Liz Cosson - A resilient bunch

Running time
2 min 8 sec
Date made
Place made
Australia
Copyright
Department of Veterans' Affairs

Transcript

It was the first year for women to go through very similar training for the males and they didn't have boots to fit me. They didn't have the uniform to fit a female or boots out in the field. So females were given driver boots, which were smooth soled to drive a car, to drive a commanding officer around and they were affectionately called pixie boots when I put them on because the other girls had bigger feet. And they were able to IGP boots. They didn't have the GP boots to fit me for the whole year.

So you can imagine out in the field running through the field, doing infantry monitor tactics as we were and I just kept slipping over. And so my pixie boots were known as my pixie boots, but also we didn't have proper obstacle courses like you did at Portsea and Duntroon.
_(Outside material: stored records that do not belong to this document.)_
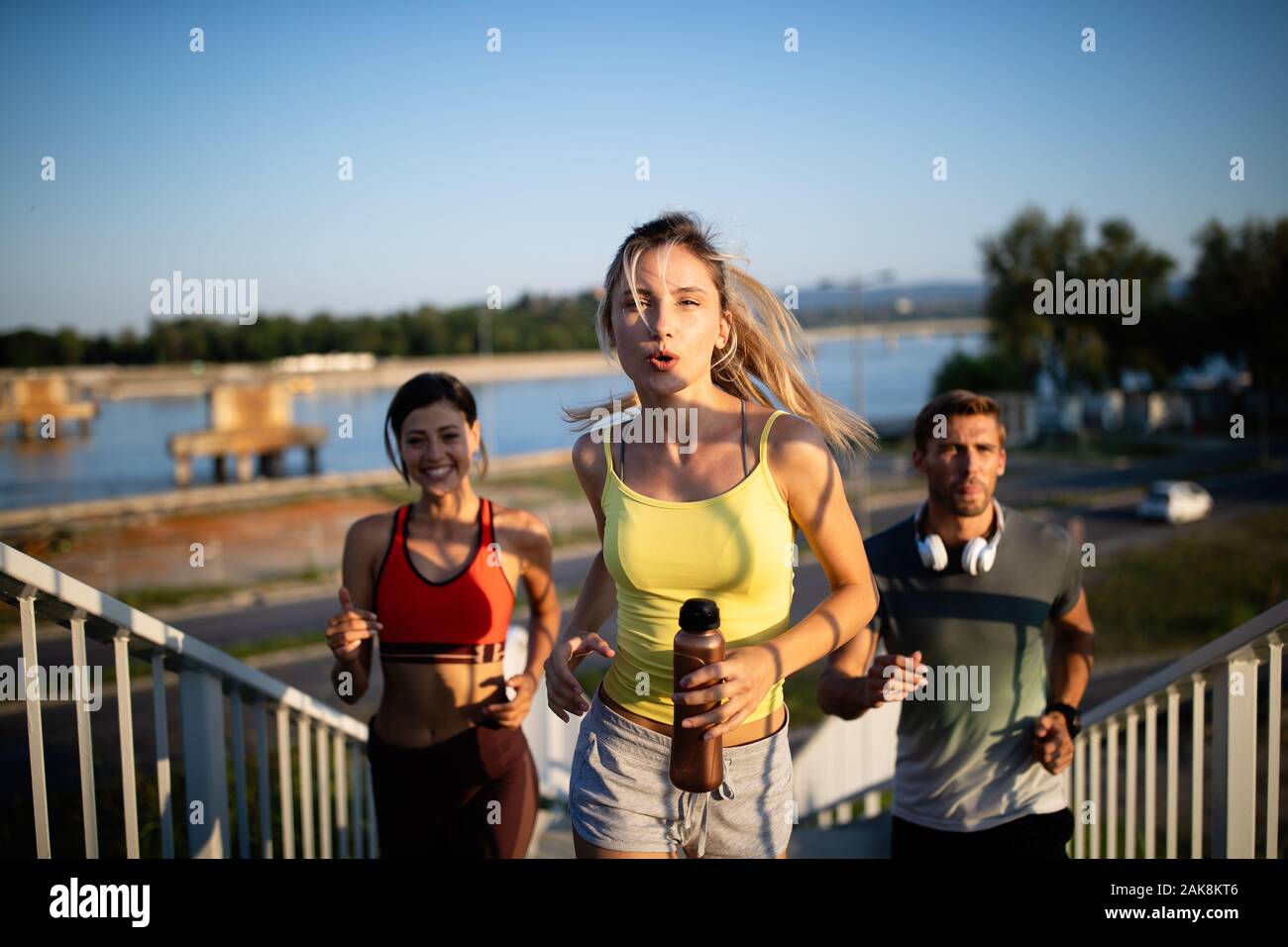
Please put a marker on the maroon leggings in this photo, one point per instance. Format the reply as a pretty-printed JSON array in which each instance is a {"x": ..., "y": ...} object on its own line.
[{"x": 473, "y": 795}]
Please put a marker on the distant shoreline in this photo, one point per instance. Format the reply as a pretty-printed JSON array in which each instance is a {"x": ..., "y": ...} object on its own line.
[{"x": 116, "y": 382}]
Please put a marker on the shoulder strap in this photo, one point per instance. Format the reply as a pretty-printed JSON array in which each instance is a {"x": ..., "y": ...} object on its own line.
[
  {"x": 764, "y": 433},
  {"x": 608, "y": 447},
  {"x": 743, "y": 437}
]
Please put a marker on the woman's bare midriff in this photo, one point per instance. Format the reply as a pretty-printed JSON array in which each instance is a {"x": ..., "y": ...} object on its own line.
[
  {"x": 425, "y": 703},
  {"x": 746, "y": 733}
]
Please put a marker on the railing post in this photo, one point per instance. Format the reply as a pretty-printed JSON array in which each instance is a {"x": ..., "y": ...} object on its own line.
[
  {"x": 1275, "y": 692},
  {"x": 239, "y": 725},
  {"x": 1198, "y": 737},
  {"x": 1150, "y": 776},
  {"x": 342, "y": 796},
  {"x": 1096, "y": 806},
  {"x": 201, "y": 709},
  {"x": 161, "y": 724},
  {"x": 85, "y": 745},
  {"x": 1234, "y": 759},
  {"x": 125, "y": 722},
  {"x": 1112, "y": 789},
  {"x": 871, "y": 804},
  {"x": 266, "y": 793},
  {"x": 1080, "y": 795},
  {"x": 1173, "y": 751},
  {"x": 35, "y": 727},
  {"x": 373, "y": 834},
  {"x": 1129, "y": 804},
  {"x": 323, "y": 791},
  {"x": 284, "y": 789},
  {"x": 356, "y": 800},
  {"x": 301, "y": 725}
]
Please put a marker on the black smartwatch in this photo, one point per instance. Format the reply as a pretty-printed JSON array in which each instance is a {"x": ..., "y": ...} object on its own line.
[{"x": 1072, "y": 718}]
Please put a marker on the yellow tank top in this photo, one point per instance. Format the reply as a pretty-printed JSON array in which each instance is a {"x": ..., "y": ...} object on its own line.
[{"x": 734, "y": 549}]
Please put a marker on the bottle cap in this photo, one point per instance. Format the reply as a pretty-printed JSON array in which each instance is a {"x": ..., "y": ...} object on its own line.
[{"x": 699, "y": 615}]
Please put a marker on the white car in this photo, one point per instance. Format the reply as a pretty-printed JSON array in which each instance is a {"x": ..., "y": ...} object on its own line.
[{"x": 1175, "y": 501}]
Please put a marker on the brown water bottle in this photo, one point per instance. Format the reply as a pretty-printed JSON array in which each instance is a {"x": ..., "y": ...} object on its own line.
[{"x": 697, "y": 764}]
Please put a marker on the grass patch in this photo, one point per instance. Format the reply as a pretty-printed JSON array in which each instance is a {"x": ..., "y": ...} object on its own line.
[
  {"x": 149, "y": 599},
  {"x": 1206, "y": 581}
]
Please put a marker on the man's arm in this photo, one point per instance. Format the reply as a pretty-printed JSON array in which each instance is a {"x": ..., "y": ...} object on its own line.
[{"x": 1072, "y": 654}]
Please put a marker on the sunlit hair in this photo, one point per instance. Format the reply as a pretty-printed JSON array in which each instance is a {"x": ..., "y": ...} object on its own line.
[
  {"x": 765, "y": 347},
  {"x": 420, "y": 390}
]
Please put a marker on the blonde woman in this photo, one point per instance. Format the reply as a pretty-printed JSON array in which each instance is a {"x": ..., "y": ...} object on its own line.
[{"x": 716, "y": 518}]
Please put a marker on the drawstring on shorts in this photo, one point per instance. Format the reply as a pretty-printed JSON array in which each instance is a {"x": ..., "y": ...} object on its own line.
[{"x": 725, "y": 789}]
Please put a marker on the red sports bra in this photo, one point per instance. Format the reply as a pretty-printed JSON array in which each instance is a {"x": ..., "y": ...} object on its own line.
[{"x": 462, "y": 620}]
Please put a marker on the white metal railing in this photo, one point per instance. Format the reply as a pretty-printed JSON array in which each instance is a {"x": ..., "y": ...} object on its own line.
[
  {"x": 1229, "y": 667},
  {"x": 845, "y": 761},
  {"x": 206, "y": 677}
]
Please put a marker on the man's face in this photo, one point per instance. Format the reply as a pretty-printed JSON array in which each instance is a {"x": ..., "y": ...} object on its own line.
[{"x": 962, "y": 467}]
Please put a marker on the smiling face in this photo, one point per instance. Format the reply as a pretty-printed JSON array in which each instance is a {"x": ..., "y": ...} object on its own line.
[
  {"x": 437, "y": 444},
  {"x": 668, "y": 341},
  {"x": 962, "y": 468}
]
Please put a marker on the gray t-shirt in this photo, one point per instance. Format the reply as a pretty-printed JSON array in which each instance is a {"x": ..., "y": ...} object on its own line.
[{"x": 965, "y": 759}]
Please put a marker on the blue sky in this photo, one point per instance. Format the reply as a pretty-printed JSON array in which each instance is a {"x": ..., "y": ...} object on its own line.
[{"x": 518, "y": 167}]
So I'll never forget out on the parade ground in front of our, our administration block, they set up wardrobes that we would have to leap over a wooden wardrobe. And it was a makeshift obstacle course, because I was just testing and learning a little bit about what females could do and our senior instructor, he was a Vietnam veteran and I still see Gordon Hurford to this day, a wonderful man, and I can still hear him yelling at me, could a callsign get up and run, or get out Gaza and jump up there, you know, it was just an environment where you pushed and pushed and I realised, females are extremely capable, they persevere.